O cinema também é, acima de tudo, a arte de documentar. E as discussões sobre o registro da realidade acompanham o exercício audiovisual desde suas primeiras experiências nos anos 1890. Passado mais de um século, o documentário segue forte como gênero, exatamente por aquilo que ele ativa através das estórias ali desveladas. Esse desvelar artístico é o núcleo que a realizadora Amy Berg tomou como ferramenta para a construção do seu tocante “Janis: Little Girl Blue” (2015).*

Através de uma série de entrevistas cedidas pela própria Janis com amigos e parceiros de trabalho, o longa remonta a história da compositora desde os primeiros anos do colegial até sua prematura morte em 1979, aos 27 anos de idade. A condução da narrativa se deu, sobretudo, a partir de um tom que inevitavelmente carrega um traço melancólico e, em alguma medida, triste.
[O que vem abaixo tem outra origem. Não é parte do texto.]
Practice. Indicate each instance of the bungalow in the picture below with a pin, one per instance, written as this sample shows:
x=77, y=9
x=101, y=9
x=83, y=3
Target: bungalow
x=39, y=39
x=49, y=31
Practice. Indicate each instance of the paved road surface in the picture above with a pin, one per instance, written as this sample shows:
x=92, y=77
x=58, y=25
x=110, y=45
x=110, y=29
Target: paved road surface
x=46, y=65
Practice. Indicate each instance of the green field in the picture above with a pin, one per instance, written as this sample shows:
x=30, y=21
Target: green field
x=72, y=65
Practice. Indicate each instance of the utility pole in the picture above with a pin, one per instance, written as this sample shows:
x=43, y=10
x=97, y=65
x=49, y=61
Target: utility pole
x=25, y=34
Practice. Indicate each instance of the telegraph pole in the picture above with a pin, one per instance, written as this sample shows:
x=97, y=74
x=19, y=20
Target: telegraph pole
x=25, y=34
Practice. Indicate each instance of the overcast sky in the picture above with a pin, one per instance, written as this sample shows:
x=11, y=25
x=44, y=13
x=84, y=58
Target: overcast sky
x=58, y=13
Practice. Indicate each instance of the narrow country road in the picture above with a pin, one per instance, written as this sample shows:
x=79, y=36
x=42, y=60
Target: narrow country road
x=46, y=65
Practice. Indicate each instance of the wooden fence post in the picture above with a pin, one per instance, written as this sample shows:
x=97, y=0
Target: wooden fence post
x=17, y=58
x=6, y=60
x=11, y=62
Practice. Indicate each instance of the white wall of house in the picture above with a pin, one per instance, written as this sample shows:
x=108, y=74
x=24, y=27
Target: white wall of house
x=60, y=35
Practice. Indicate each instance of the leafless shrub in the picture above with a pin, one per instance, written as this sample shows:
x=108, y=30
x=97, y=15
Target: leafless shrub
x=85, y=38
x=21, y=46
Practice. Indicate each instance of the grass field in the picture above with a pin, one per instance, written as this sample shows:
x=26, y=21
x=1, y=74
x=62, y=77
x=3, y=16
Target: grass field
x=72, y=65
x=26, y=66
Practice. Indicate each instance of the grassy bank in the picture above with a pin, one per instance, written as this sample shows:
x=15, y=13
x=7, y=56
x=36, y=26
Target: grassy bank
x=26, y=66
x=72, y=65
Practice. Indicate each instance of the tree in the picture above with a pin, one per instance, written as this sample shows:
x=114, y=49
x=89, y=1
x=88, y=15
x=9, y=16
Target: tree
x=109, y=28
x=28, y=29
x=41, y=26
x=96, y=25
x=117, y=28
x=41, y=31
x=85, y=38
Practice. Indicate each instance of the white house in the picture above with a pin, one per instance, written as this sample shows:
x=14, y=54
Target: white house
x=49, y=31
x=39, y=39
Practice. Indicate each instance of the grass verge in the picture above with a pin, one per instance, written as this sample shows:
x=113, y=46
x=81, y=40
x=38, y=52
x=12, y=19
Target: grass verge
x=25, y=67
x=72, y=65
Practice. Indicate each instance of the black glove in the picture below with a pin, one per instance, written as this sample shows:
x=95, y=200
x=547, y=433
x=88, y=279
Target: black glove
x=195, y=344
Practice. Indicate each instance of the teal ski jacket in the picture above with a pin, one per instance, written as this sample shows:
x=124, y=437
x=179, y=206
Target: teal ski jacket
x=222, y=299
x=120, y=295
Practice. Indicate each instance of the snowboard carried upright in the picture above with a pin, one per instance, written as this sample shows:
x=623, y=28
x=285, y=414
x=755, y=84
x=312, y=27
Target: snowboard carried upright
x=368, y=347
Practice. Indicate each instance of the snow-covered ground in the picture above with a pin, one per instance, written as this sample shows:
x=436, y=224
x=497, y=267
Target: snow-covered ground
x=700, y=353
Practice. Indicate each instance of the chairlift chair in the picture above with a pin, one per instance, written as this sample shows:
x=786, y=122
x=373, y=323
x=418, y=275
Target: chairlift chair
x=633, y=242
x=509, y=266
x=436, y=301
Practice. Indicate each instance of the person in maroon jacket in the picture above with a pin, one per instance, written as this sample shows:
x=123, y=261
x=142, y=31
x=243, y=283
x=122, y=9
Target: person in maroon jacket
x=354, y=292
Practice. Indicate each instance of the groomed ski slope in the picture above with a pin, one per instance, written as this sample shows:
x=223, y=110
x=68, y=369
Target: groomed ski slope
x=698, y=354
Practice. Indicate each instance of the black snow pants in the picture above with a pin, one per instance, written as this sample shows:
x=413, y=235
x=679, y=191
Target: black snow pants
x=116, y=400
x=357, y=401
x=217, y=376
Mas, se retomamos a história da cantora, dificilmente conseguiríamos não cruzar essas linhas, uma vez que elas estavam intrinsecamente ligadas à carreira de Janis. O Doc tem início com a artista dando depoimento sobre sua música. Em uma narração em off, ela nos apresenta sua arte numa exposição inicial de um filme que, de maneira muito consciente, evita dar ou buscar respostas quanto à linha do tempo que essa personagem criou em vida.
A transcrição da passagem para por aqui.